8.7.16

I kind-of had a boyfriend but I wasn’t totally sure if it was committed. I was being pretty flaky about the whole thing, not insecure, just still feeling single as I had been for so long.

I ran into another guy that I was meeting for some casual business purposes. He was walking with 2 brown girls. The girls didn’t pay me much mind at first. I was a rare white girl in this ethnic neighborhood so they were just feeling me out. As a humanist and civil rights activist I understood the need for this assessment and took no offense. I made light talk to show I was not a threat nor had any malicious intentions towards them. I was being myself, cracking some jokes and finding common ground, so they soon accepted me and started laughing and loosening up. I was grateful to get to know them more; everyone was pretty funny.

I then moved onto some other location. At some point I was hanging out with another guy and we had chemistry but I wasn’t sure about it so I left like I was going to the bathroom but never came back.

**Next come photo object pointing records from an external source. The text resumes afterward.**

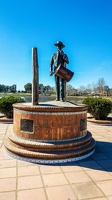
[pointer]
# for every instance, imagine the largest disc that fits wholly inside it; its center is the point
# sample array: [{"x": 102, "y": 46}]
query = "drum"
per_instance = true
[{"x": 64, "y": 73}]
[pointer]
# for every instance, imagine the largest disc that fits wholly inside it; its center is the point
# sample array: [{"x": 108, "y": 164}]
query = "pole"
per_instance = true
[{"x": 35, "y": 78}]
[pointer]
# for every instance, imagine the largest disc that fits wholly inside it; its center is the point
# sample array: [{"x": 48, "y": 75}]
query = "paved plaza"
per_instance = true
[{"x": 88, "y": 179}]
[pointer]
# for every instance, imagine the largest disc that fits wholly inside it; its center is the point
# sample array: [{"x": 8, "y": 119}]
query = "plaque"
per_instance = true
[
  {"x": 27, "y": 125},
  {"x": 83, "y": 124}
]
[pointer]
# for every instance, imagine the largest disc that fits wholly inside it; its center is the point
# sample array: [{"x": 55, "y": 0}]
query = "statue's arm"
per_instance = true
[
  {"x": 65, "y": 57},
  {"x": 51, "y": 65}
]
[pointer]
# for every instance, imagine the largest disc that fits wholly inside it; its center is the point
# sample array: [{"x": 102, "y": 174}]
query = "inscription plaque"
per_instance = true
[
  {"x": 27, "y": 125},
  {"x": 83, "y": 124}
]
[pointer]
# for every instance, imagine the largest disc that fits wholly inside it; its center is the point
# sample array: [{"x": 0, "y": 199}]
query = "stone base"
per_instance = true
[{"x": 52, "y": 132}]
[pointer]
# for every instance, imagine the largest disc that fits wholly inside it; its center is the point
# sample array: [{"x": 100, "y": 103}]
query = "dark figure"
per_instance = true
[{"x": 57, "y": 59}]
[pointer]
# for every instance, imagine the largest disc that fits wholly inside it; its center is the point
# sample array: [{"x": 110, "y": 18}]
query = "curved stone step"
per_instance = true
[
  {"x": 48, "y": 146},
  {"x": 15, "y": 149}
]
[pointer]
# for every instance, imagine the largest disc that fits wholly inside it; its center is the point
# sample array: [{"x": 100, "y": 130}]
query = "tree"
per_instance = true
[
  {"x": 13, "y": 88},
  {"x": 107, "y": 89},
  {"x": 28, "y": 87}
]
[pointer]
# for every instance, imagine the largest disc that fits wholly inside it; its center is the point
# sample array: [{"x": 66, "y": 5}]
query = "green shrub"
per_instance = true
[
  {"x": 6, "y": 105},
  {"x": 98, "y": 107}
]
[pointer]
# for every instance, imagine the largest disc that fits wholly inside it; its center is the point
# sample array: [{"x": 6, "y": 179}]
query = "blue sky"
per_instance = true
[{"x": 84, "y": 26}]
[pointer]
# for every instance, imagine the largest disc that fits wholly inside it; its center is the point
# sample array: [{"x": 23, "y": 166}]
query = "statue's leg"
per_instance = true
[
  {"x": 57, "y": 85},
  {"x": 61, "y": 89}
]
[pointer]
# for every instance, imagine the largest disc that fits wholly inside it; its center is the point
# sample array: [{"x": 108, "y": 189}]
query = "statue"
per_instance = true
[{"x": 59, "y": 59}]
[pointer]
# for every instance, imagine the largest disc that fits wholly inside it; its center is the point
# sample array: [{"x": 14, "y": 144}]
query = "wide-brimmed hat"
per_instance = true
[{"x": 59, "y": 43}]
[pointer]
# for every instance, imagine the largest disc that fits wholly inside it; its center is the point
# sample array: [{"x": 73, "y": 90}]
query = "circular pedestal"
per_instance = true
[{"x": 51, "y": 132}]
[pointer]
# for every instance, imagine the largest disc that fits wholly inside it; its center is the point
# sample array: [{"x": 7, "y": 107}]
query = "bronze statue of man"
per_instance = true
[{"x": 57, "y": 59}]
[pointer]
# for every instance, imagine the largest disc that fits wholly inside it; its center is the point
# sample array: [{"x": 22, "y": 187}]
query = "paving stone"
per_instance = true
[
  {"x": 7, "y": 172},
  {"x": 8, "y": 196},
  {"x": 63, "y": 192},
  {"x": 87, "y": 190},
  {"x": 33, "y": 194},
  {"x": 54, "y": 179},
  {"x": 50, "y": 169},
  {"x": 106, "y": 187},
  {"x": 28, "y": 171},
  {"x": 77, "y": 177},
  {"x": 7, "y": 184},
  {"x": 29, "y": 182},
  {"x": 97, "y": 175}
]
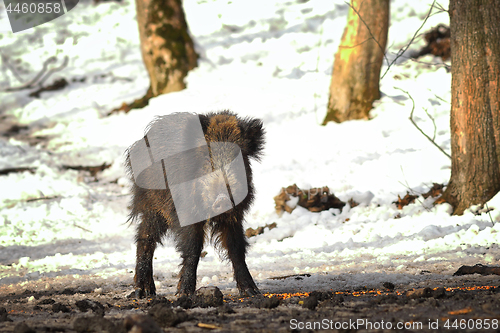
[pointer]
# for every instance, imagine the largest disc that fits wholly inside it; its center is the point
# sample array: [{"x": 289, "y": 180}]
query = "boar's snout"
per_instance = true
[{"x": 221, "y": 204}]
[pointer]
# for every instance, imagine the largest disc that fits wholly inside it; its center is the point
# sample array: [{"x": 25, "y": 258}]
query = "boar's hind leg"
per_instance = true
[
  {"x": 232, "y": 238},
  {"x": 149, "y": 234},
  {"x": 189, "y": 242}
]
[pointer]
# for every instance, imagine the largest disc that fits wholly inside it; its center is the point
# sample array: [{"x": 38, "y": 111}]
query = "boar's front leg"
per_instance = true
[
  {"x": 233, "y": 239},
  {"x": 189, "y": 242},
  {"x": 149, "y": 234}
]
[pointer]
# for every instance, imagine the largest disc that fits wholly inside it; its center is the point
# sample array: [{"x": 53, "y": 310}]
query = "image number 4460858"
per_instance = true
[{"x": 26, "y": 14}]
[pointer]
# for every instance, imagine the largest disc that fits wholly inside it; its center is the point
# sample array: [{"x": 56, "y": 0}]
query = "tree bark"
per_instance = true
[
  {"x": 356, "y": 69},
  {"x": 475, "y": 112},
  {"x": 167, "y": 49}
]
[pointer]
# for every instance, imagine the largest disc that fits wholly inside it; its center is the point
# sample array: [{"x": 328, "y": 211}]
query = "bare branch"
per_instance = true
[
  {"x": 415, "y": 124},
  {"x": 403, "y": 50},
  {"x": 12, "y": 69},
  {"x": 42, "y": 76},
  {"x": 369, "y": 31}
]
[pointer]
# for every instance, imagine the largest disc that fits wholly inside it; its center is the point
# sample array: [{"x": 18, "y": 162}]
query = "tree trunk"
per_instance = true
[
  {"x": 356, "y": 69},
  {"x": 475, "y": 96},
  {"x": 167, "y": 49}
]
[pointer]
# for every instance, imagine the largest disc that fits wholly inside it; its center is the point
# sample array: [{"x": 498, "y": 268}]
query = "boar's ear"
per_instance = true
[{"x": 253, "y": 133}]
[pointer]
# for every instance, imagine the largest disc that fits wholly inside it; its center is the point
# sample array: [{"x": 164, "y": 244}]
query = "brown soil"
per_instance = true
[{"x": 433, "y": 304}]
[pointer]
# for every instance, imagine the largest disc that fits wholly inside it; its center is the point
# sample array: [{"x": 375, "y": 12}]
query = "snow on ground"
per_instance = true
[{"x": 266, "y": 59}]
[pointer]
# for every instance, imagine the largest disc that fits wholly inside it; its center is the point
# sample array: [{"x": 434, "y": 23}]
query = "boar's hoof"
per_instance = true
[
  {"x": 222, "y": 204},
  {"x": 141, "y": 293}
]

I think I meant to come back, maybe, but, again, just following my compass.

Now a third man. This time we really hit off on a deep level. We were having a wonderful time talking about everything under the sun and then we started fooling around. It caught me off guard. We were falling deeply in love. I found out he was much older than he looked. He was worried about that but I thought he was beautiful and we were the same age mentally and maturely. He was financially stable, he was reasonable, sweet, funny. He just seemed perfect. He felt like *my guy*.  In the midst of our tender moment I realized that I was already in a sort-of relationship, and that I had kissed someone else entirely earlier and walked out on him. I suppose I disappeared on both men earlier. I became distraught, thoroughly confused. I ran out, my heart torn in a million pieces, unable to identify the difference between true love and obligation.